Out Innerspace's ambitious new full-length work of dance-theatre, Major Motion Picture, had its official premiere this past January at Dance Victoria. Now Vancouver audiences get to see the piece through this Saturday as it launches the Firehall Arts Centre's 2016/17 season of dance programming.
As their title suggests, Out Innerspace's David Raymond and Tiffany Tregarthen have drawn inspiration from film history, with various noir, spaghetti western, and martial arts motifs, among others, referenced in the choreography. Indeed, one of the many pleasures of watching this piece comes from revelling in how the movement, both in more rapid moments of horizontal seriality and in slower and sometimes static group massings out of which different bodies appear (and, just as ominously, into which others disappear), approaches the kinetic equivalent of cinematic montage. The terrific physicality of all the performers--Raymond and Tregarthen, joined by Laura Avery, Ralph Escamillan, Elissa Hanson, Arash Khakpour, Renée Sigoun and apprentice Elya Grant (all graduates of OIS's pre-professional training program, Modus Operandi)--is a reminder that for film theorists like Gilles Deleuze the "movement-image" of cinema is fundamentally rooted in the gestural vocabulary of dance. To this end, Deleuze references Charlie Chaplin and Fred Astaire, and there are arguably homages to both of these men's film oeuvres in MMP, not least in the funny and romantic closing "duet" that Tregarthen performs with a giant overcoat.

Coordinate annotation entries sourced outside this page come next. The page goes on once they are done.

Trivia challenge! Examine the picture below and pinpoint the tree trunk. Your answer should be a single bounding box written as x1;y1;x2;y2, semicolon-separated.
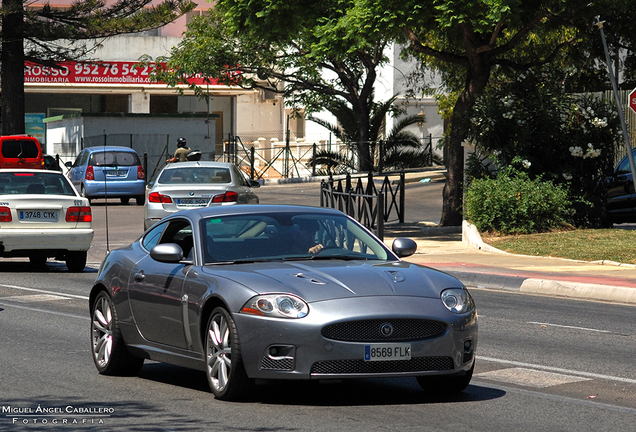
0;0;25;135
440;54;490;226
357;104;373;172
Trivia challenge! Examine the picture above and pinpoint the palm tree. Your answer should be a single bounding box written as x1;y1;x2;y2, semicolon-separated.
307;95;430;175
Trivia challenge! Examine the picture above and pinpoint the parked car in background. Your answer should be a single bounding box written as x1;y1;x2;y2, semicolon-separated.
0;169;93;272
144;161;260;229
605;149;636;225
67;146;146;205
42;155;62;171
0;135;45;169
89;205;478;400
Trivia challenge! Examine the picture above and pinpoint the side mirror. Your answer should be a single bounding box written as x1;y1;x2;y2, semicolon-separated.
150;243;183;264
391;237;417;258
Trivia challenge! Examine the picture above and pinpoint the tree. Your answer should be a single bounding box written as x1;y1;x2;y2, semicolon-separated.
356;0;636;225
150;0;396;171
307;95;429;174
0;0;195;135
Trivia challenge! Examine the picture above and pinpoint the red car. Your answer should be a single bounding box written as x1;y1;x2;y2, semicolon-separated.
0;135;46;169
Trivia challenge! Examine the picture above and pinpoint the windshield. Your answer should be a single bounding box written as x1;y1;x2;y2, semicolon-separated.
202;213;394;264
158;167;231;184
0;171;75;196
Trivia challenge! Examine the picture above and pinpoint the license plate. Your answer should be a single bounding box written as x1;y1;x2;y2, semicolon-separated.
177;198;209;207
20;210;58;222
106;170;128;177
364;344;411;361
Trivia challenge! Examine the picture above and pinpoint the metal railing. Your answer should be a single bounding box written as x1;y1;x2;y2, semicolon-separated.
320;172;405;240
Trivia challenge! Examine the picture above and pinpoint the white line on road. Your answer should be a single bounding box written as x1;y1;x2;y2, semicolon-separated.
0;284;88;300
477;356;636;384
528;321;611;333
0;298;91;320
470;380;636;415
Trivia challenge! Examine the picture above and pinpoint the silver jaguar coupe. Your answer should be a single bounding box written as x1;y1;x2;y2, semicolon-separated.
90;205;477;400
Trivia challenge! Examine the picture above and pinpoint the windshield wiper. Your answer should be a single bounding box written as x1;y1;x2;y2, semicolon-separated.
283;255;369;261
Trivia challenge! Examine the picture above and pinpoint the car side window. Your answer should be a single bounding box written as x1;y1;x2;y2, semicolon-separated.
79;151;89;166
159;219;194;261
616;154;636;174
141;223;166;251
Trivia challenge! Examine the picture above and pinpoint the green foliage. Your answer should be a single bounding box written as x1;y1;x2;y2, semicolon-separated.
308;94;430;175
150;0;392;171
466;69;622;226
464;159;570;234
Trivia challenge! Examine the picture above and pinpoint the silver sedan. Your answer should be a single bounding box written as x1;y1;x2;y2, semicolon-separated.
144;161;260;229
89;205;477;400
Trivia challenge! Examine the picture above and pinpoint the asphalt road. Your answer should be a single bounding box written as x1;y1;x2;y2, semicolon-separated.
0;179;636;432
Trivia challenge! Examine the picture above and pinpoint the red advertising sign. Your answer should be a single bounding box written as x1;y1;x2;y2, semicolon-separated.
24;61;218;85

However, that overcoat is mostly worn throughout the piece by three other bodies, whose feet and arms we see moving in striking coordination, but whose collective torso remains headless. This overlord figure seems to preside over some dystopic future in which two different bands of comrades--one group all in black who appear to have mostly been cowed into reactive subservience by the system in which they find themselves, the other clad in white patterned onesies and balaclavas, who seem to incarnate a more anarchic impulse toward disrupting and even overthrowing that system--are set against each other. For some reason all of this put me in mind of Pink Floyd's The Wall, with the headless overcoated figure a version of the sadistic headmaster who grinds the students into meat, and with that film's aesthetic mix of live action and animation also translating into this work's unique juxtaposition of super sped-up and almost stop-motion choreography. The work is also filled with multiple moments of the dancers running on stage, doing double takes, occasionally crashing into or grappling with each other, and then dashing back into the wings--which suggested to me those sequences from Saturday morning cartoons when Scooby and Shaggy and Thelma and all the others keep running in and out of doorways and hallways, every now and then meeting up in the middle, but no one really knowing whom they might be chasing or fleeing, and why.

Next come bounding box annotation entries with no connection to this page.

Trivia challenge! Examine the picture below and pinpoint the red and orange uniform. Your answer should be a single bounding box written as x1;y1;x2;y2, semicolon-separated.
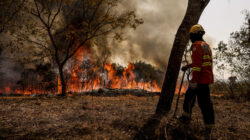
188;41;214;84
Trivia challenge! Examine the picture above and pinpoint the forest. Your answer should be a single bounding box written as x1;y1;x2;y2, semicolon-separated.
0;0;250;140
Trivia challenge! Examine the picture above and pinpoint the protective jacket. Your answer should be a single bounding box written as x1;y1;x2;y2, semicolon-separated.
188;41;214;84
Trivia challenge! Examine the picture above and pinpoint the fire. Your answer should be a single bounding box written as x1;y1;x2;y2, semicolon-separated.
0;46;187;95
58;46;161;93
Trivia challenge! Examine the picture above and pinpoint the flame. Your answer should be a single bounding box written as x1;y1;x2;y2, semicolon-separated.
0;46;186;95
55;46;161;93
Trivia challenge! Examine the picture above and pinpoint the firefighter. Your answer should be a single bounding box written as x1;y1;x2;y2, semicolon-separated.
179;24;214;138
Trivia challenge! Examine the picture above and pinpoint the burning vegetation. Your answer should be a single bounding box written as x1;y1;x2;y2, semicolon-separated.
0;46;166;94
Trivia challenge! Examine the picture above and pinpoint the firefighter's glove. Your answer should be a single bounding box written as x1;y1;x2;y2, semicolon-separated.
181;65;188;71
189;82;197;90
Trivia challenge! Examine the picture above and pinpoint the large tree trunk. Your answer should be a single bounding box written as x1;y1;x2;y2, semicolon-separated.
156;0;210;114
58;66;66;96
134;0;210;140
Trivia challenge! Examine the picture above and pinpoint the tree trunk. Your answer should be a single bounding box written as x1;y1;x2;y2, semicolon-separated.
58;66;66;96
156;0;210;114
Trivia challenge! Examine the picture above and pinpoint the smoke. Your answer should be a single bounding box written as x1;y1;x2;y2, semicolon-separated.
111;0;187;69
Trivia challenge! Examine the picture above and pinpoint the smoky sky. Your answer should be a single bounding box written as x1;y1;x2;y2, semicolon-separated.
111;0;187;68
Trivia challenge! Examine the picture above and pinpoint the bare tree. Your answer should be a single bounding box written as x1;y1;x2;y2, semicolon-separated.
135;0;210;139
156;0;210;113
18;0;142;95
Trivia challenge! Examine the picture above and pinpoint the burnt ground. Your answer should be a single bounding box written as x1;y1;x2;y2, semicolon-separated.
0;95;250;140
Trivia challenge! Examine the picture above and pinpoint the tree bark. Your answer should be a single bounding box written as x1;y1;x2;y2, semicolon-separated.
58;66;66;96
156;0;210;114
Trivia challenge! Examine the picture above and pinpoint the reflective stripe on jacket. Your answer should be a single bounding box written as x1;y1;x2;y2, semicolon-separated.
189;41;214;84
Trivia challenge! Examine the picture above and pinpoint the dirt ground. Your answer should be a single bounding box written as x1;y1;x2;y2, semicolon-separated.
0;95;250;140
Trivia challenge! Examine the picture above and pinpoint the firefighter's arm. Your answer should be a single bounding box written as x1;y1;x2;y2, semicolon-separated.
190;45;202;83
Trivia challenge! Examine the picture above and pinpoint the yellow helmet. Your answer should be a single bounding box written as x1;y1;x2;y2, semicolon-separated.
189;24;205;34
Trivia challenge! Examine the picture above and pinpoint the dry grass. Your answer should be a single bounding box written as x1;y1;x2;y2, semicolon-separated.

There is in fact a wall in this piece. It very prominently fills the downstage space at the top of the show, but is slowly pulled upstage during the spoken word prologue, in which Sigouin (I think) recites a mantra of "This is for you" into a stand-up mic stage right. (Now that I think of it, there are shades of Pink Floyd's "Hey You" lyrics in that opening interpellative direct address, and Sigouin at the mic at the top of the show portends Khakpour's later heavy breathing solo with an old-style hand-held mic later on, all of which brings to mind the Bob Geldof character ranting into a microphone in The Wall...) The wall is subsequently transformed into a screen, onto which the piece's stunning video designs are projected. This includes images of the performers--and also the audience--that are captured live via a light and motion-sensitive and radio frequency transmitting mobile camera hung from the stage left lighting grid. Seeking out different dancers' bodies crouched and cowering in the wings--including in one eerie moment the figure of Hanson looking at what I took to be a representation of her character's younger self on a cell phone--the camera is the real controlling mechanism in this hyper-mediated world, suggesting in turn that in our contemporary surveillance culture we may no longer have any real autonomy over any of our movements.
For all of these instances of revelation, I was left thinking that MMP never quite gelled into the sum of its parts. There were moments of amazing physical artistry--from the collective arraying of bodies and arms into a scary talking monster (whose image later returns on screen) and an amazing shaking solo by Raymond, to high impact partnering and richly organic segues into very satisfying bits of group unison. And yet, taken together, these moments felt inchoate in terms of the larger story being told: are the black and white groups at war with each other, or two different but equally oppressed groups; is the overcoated overlord figure defeated in the end and, if so, why the playfully romantic dance with Tregarthen that concludes the piece? All of which is to say that while I was definitely aware that some sort of narrative was being constructed in the piece (something I'm all for in contemporary dance-theatre and what generally attracts me to the work of Out Innerspace), I couldn't figure out how that narrative cohered. I'm not saying that I need meaning laid out for me or some kind of closure; but I do need an organizational logic. I also crave an emotional investment, which in this case was also lacking. I was definitely awed several times last night, but I can't say that I was genuinely moved.